Geçen günlerde randevusuz filan pat diye Atiker’e ziyarete gittim. Mehmet Ali abinin kapısı her zaman ki gibi açıktı. İçerde dört kişi vardı konuşuyordu. Hemen yavaşça bir selam verdim ve arkada sağ yanda duran koltuğa ilişiverdim.

4 kişi oturmuş Mehmet Ali abiyi dinlerken ayakta bir genç duruyordu.

Mehmet Ali abi selamımızı aldıktan sonra gruba doğru dahası gence doğru konuşmaya devam etti;

“Okuluna devamsızlık yapmayacaksın. Yemekte, istirahat anında büyüklerle, kadınlarla mesafeli olacak saygılı davranacaksın. Hap, ilaç gibi bir kötü alışkanlığın olmayacak. Çalışırken cep telefonunla oynamayacaksın. Geliş ve gidiş saatlerine uyacaksın. Şu ustanın dediğini yapacaksın. Eğer bu dediklerimi yapacaksan hemen ustanla git çalış. Bunlardan bir tanesine uymaz isen şu gördüğün sopa var ya (Kalktı masasının yanında duran sopayı gösterdi ve gülerek ) Bununla seni hem döverim hem de işten çıkartırım.

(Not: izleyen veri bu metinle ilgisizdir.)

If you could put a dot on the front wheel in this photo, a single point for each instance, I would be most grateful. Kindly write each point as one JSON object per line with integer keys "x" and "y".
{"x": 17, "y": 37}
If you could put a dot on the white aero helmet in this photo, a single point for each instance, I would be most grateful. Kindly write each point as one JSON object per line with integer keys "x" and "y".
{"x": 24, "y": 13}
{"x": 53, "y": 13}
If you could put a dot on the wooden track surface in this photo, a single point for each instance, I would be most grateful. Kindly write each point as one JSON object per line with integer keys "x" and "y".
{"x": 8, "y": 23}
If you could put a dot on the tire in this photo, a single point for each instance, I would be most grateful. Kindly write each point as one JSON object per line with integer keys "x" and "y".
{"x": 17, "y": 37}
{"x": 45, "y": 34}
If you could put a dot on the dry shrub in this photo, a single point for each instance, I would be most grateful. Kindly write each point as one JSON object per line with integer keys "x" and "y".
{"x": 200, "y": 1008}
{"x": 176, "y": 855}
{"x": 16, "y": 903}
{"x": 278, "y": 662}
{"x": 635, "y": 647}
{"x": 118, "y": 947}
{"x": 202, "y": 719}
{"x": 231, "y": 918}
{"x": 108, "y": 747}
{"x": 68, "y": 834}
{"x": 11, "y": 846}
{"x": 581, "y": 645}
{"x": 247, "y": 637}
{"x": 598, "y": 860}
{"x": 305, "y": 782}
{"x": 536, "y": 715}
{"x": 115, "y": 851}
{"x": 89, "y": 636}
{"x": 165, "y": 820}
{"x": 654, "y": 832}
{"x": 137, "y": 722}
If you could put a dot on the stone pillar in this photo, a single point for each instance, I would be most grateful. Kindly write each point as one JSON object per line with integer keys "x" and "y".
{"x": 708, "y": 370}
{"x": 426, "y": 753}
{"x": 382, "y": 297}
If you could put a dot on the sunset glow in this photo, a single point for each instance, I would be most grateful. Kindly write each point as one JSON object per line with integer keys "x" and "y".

Anladın mı?”… diyordu.

Dedim ya Mehmet Ali Abi’ye hayranım işe alacağı insanı mühendisi çırağı önce kendisi bire bir görecekti. Onlarla konuşacaktı. Her şey kağıda dökülmeden önce sözle anlaşacaklardı.

O gün Mehmet Ali Abi’ye bir kez daha saygım büyüdü.

Atiker bir dünya markası.

Atiker kurumsallığını ispatlamış bir dev.

Ama Mehmet Ali abinin heyecanı ve iş kolikliğine ancak şapka çıkartılır eli öpülür.

Haaa tabi bu arada babasının asla önünden geçmeyen, mütevazılığını bırakmayan. Yeri gelmedikçe asla konuşmayan dahası ağzını dahi açmayan ve dünyayı takip ederek babasının izinde ama farklı bir ekol ile kendisini yetiştirip ispatlayan Ömer Atiker’i de unutmamak onunda hakkını yemememiz gerekir.

Özetle emeğiniz yağlı, tuttuğunuz altın olsun inşallah.

 

GÜNÜN OKKALI SÖZÜ

Elinle yaptığın hayrı, dilinle ziyan etme.

 

NE ZAMAN ADAM OLURUZ?

Bazı kadın sürücüler bir ellerinde direksiyon bir ellerinde de akıllı telefonları olduğu için trafik ışıklı kavşaklarda dahi ilerlemeyip frene basmadıkları zaman daha iyi ADAM oluruz.

Yorum Yap
UYARI: Küfür, hakaret, rencide edici cümleler veya imalar, inançlara saldırı içeren, imla kuralları ile yazılmamış,çok uzun ve ilgili içerikle alakasız,
Türkçe karakter kullanılmayan yorumlar onaylanmamaktadır.
Yorumlar (2)
Yükleniyor ...
Yükleme hatalı.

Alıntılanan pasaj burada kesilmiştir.